As the final chapter of the novel opens, Winston sits in his usual corner of the Chestnut Tree Café. Gin is his life now, his death and resurrection. He's listening to the telescreen, awaiting a bulletin about a battle between Oceania and Eurasia. Winston is worried because he thinks the news will be bad. As he plays chess, he traces the equation 2 + 2 = 5 in the dust.

Winston knows now that the Party can get inside people after all. In a flashback the narrator reveals that Winston and Julia had run into each other once after being released. The Thought Police didn't care about them now, so the two could have talked, even made love. But both were so completely changed that they didn't care about each other. Before they parted they admitted that they had betrayed each other. They pretended they would meet again, but neither actually cared enough to do so.

Winston has been promoted to a new job at the Ministry of Truth, working on the newest edition of the Newspeak dictionary. He still has memories of an earlier time, even of his childhood, but he pushes them out of his mind. After all, he knows now that they're false. On the telescreen the announcer says that Oceania won the battle. There is cheering in the street, and Winston is relieved. He has a waking dream in which he's back in the Ministry of Love and has been forgiven. As Winston walks down the hall, the narrator explains that finally "the long-hoped-for bullet was entering his [Winston's] brain." He looks up at the face of Big Brother and wonders why he had ever rebelled against that loving face.

Analysis

The change in Winston is gradually revealed to readers in the last chapter of the book. One of the clues the narrator gives is about Winston's belief in what the telescreen tells him. Another is that he no longer cares whether he sees Julia again. By the time the narrator tells readers that he sees a memory of his childhood as false, it's clear that he has lost his ability to think for himself—even to the point of believing that 2 + 2 = 5 and that Oceania has always been at war with Eurasia.

There is controversy among readers of the novel about how to interpret the end of the novel—literally or metaphorically. The narrator tells readers that a bullet is entering Winston's brain. Is this a real bullet, or is the narrator speaking metaphorically? The last paragraph of the novel says, "The struggle was finished. ... He loved Big Brother." Therefore, the best interpretation is to understand the bullet as a metaphor. Winston's goal up until he was tortured in Room 101 was for the Party not to get inside of him, to continue to believe that 2 + 2 = 4 no matter what the Party said.

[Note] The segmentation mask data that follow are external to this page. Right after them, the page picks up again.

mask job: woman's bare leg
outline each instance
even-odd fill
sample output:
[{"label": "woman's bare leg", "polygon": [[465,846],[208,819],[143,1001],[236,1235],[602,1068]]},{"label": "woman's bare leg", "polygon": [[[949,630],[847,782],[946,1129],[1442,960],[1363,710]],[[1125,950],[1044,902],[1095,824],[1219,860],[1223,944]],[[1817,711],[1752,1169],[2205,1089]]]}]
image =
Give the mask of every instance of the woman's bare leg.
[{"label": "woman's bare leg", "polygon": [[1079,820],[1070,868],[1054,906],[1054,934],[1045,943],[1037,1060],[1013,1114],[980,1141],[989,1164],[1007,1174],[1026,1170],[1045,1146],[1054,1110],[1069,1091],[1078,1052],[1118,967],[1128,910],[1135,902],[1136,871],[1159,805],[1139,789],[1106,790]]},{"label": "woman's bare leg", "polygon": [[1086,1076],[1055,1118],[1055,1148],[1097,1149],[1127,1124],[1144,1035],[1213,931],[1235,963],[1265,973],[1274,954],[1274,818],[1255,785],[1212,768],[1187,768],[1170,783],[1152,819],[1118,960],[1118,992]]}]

But Winston lost that battle.

Death was never Winston's concern; he always believed he would be vaporized. Because death was inevitable, it would not be a tragedy. What he has lost—the metaphorical bullet in his brain—is his humanity, his independence, and his knowledge of what is real. Now Winston is one of the people who is "already dead" but just doesn't know it. This is the tragedy. And with this the novel ends.